Le syndicalisme CGT est inséparable de ce combat pour la dignité humaine et la vision de sa propre dignité et utilité sociales.

Rien n’est jamais définitivement joué d’avance rien qui ne puisse être à son tour inversé. Il ne faut jamais se décourager, s’isoler, renoncer à l’action collective, l’action unie, l’action déterminée lorsqu’elle se propulse à partir d’idées-forces autour desquelles font masse les intéressés et peut changer à nouveau le cours des choses.

Rien n’est mécanique, ni spontané. Il faut l’activité syndicale, la démocratie, la persévérance pour y parvenir, le dévouement au quotidien pour gagner la confiance.

Ce premier Centenaire de la CGT abonde d’exemples permettant de se dire aujourd’hui que la division n’est pas définitive, que les prétentions patronales et gouvernementales peuvent être stoppées, que la solidarité avec les chômeurs et les précaires doit être plus développée encore.

Ainsi, les événements et les acquis de 1968 n’étaient pas à l’ordre du jour lors de l’avènement du pouvoir gaulliste en 1958 pas plus que les émeutes fascistes de février 1934 ne portaient mécaniquement en elles le Front Populaire, la réunification syndicale, les grèves et les accords Matignon de même la reconnaissance du droit syndical en 1884 n’était pas la clé assurée pour arriver, dans un délai rapide, à surmonter les obstacles subsistant pour créer la CGT en 1895, etc.

Dans notre fin de siècle où tant de voix s’allient pour chanter l’air du consensus, de l’association capital-travail sous différentes variantes, de la fin de la lutte de classe, comme si l’effondrement des “pays socialistes” abolissait ipso facto l’exploitation capitaliste..., la raison d’être première du syndicalisme, résister et lutter collectivement, raisonne d’une modernité renouvelée.

 

— Le syndicalisme CGT, c’est un apport décisif à notre patrimoine national d’acquis sociaux.

J’imagine que pour les générations de l’après 68, ces acquis font partie des “meubles”. Devenus naturels, en quelque sorte. On s’y est tellement habitué qu’on a du mal à penser qu’ils n’ont pas toujours existés et que demain ils pourraient ne plus exister ou être très largement rognés.

Et pourtant !

Rien ne nous fut octroyé. Le capital et les pouvoirs publics n’ont jamais été touchés par la grâce

Même lorsque des avancées de la démocratie portèrent au pouvoir des gouvernements plus acquis aux idées de progrès et de justice sociale (comme en 1936, en 1945 et quelques mois de 1981), les avancées revendicatives furent toujours le résultat des rapports de force, des luttes et du mouvement social globalement. Bien du monde disserte aujourd’hui sur l’Etat - Providence, sur la protection sociale, sur notre modèle de droits sociaux, comme si la plupart des forces et mouvements dont sont issus ces docteurs Diafoirus étalent pour quelque chose dans ces acquis-là.
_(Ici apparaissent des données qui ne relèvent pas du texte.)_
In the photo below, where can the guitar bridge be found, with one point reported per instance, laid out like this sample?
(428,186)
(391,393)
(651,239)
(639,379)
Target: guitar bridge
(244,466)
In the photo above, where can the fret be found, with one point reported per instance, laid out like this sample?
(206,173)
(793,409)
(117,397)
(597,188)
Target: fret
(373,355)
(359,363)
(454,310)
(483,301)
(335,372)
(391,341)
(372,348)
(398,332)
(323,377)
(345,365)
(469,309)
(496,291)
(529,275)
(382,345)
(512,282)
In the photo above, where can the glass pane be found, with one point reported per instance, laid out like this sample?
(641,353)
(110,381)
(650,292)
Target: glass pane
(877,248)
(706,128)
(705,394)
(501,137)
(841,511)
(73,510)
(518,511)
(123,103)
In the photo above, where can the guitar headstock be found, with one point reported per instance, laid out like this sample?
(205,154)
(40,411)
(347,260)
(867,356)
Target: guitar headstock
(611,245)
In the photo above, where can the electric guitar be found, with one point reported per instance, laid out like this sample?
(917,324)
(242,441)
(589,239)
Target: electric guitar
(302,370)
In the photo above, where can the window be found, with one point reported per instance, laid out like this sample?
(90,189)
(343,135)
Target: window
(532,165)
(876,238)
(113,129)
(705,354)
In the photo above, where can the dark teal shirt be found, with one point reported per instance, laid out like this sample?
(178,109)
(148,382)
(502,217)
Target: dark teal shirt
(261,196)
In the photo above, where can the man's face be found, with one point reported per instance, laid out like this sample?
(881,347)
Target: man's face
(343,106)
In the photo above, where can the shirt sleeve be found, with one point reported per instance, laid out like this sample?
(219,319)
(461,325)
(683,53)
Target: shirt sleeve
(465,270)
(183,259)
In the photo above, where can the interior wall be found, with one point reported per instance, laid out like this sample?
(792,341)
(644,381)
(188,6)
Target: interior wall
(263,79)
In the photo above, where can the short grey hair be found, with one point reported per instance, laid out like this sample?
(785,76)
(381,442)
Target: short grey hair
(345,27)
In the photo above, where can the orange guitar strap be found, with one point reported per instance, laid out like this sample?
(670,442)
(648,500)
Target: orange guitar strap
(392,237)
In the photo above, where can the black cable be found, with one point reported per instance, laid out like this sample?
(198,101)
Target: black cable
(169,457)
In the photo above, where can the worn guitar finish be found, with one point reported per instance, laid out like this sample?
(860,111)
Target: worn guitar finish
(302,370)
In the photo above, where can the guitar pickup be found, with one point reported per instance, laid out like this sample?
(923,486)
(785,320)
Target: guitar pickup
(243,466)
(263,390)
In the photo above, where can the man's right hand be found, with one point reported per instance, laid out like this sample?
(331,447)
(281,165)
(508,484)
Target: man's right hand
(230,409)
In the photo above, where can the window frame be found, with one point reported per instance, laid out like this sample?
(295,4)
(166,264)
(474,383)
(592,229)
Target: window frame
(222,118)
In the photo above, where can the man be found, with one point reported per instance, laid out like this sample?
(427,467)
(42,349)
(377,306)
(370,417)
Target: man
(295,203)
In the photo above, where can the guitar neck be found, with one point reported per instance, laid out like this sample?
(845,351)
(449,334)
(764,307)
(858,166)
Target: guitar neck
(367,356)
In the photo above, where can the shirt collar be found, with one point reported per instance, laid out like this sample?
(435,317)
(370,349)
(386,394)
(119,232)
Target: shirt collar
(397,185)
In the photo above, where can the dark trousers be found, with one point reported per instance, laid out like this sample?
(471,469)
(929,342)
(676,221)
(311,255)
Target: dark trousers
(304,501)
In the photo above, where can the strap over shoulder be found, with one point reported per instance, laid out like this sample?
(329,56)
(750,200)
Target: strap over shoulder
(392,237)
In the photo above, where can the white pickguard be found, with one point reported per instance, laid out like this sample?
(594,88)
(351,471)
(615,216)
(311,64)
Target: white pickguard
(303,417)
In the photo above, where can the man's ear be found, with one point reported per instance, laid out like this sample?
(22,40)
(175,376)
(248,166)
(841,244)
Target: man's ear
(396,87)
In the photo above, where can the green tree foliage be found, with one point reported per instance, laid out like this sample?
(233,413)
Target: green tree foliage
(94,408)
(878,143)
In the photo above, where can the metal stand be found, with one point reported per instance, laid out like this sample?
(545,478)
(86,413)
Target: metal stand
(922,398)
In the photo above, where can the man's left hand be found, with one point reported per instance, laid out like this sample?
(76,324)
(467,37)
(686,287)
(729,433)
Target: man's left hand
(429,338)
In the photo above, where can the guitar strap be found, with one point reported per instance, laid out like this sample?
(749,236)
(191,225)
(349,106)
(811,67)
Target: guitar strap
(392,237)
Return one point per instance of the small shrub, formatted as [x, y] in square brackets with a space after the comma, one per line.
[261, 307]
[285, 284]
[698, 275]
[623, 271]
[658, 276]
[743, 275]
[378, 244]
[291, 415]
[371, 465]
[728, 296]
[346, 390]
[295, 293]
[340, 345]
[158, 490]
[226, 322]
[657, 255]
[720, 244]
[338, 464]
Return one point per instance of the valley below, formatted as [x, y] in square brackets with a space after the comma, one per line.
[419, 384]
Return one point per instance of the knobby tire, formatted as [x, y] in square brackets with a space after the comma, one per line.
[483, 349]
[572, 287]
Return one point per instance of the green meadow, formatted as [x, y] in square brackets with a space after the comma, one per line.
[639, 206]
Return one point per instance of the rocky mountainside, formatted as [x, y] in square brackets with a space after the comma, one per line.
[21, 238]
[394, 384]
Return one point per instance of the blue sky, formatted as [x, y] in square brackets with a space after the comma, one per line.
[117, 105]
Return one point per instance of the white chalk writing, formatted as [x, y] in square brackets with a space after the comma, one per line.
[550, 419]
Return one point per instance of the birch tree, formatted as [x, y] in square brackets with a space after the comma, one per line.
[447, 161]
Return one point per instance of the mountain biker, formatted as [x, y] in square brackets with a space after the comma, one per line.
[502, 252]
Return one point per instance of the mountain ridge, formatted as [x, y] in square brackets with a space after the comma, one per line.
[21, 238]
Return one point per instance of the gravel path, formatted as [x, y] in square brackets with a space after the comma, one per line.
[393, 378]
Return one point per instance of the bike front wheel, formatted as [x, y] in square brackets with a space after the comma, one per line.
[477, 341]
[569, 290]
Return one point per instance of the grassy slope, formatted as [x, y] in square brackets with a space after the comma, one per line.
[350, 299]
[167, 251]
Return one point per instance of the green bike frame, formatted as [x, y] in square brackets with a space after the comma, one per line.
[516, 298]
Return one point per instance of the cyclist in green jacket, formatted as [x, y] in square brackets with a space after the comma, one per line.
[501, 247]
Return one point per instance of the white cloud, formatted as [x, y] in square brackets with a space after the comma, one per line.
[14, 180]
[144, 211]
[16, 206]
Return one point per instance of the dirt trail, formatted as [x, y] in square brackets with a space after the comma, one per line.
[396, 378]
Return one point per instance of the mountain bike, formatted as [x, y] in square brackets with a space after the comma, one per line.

Ce sont les nôtres, ceux des travailleurs.

Sans le syndicalisme, et donc sans la CGT tout au long de ce siècle, sans tant de luttes des entreprises, au niveau national, de chaque profession à l’interprofessionnel, sans tant de larmes et de sang, nous n’aurions pas conquis ces droits et ces acquis. Ces droits ont constitué un ciment de la cohésion sociale entre les secteurs, les catégories et les générations de salariés. Ainsi, ils ont puissamment contribué à forger l’identité démocratique, les valeurs sociales et la qualité de vie.

Qu’il faille aujourd’hui que le syndicalisme lutte contre l’exclusion de ces acquis d’une partie grandissante de la population et des jeunes générations, et que là réside la dimension supplémentaire de son deuxième siècle débutant, devrait bientôt relever de l’évidence.

Mais théoriser sur le rôle d’un syndicalisme cantonné dans la simple redistribution des miettes que patronat et gouvernements condescendraient à dégager, l’accuser de passéisme et d’égoïsme parce qu’il défendrait “des avantages acquis” et, comble de tout, oserait revendiquer “toujours plus”, relève de l’imposture et de l’imposture historique.

On n’explicitera et n’illustrera jamais assez pour les jeunes générations cet apport du syndicalisme, de l’action collective, de la lutte sous toutes ses formes dans les avancées des sociétés humaines.

 

— Le syndicalisme CGT, et c’est une de ses caractéristiques majeures, n’a jamais limité sa vocation, pour aussi vital que ce fut, à la défense quotidienne du salariat.

Dans sa corbeille de naissance, il y a la conviction et la volonté d’une transformation radicale de la société, de l’abolition de l’exploitation de l’homme par l’homme.

C’est en ce sens que la CGT est née “de classe” et se réclame de la lutte de classe.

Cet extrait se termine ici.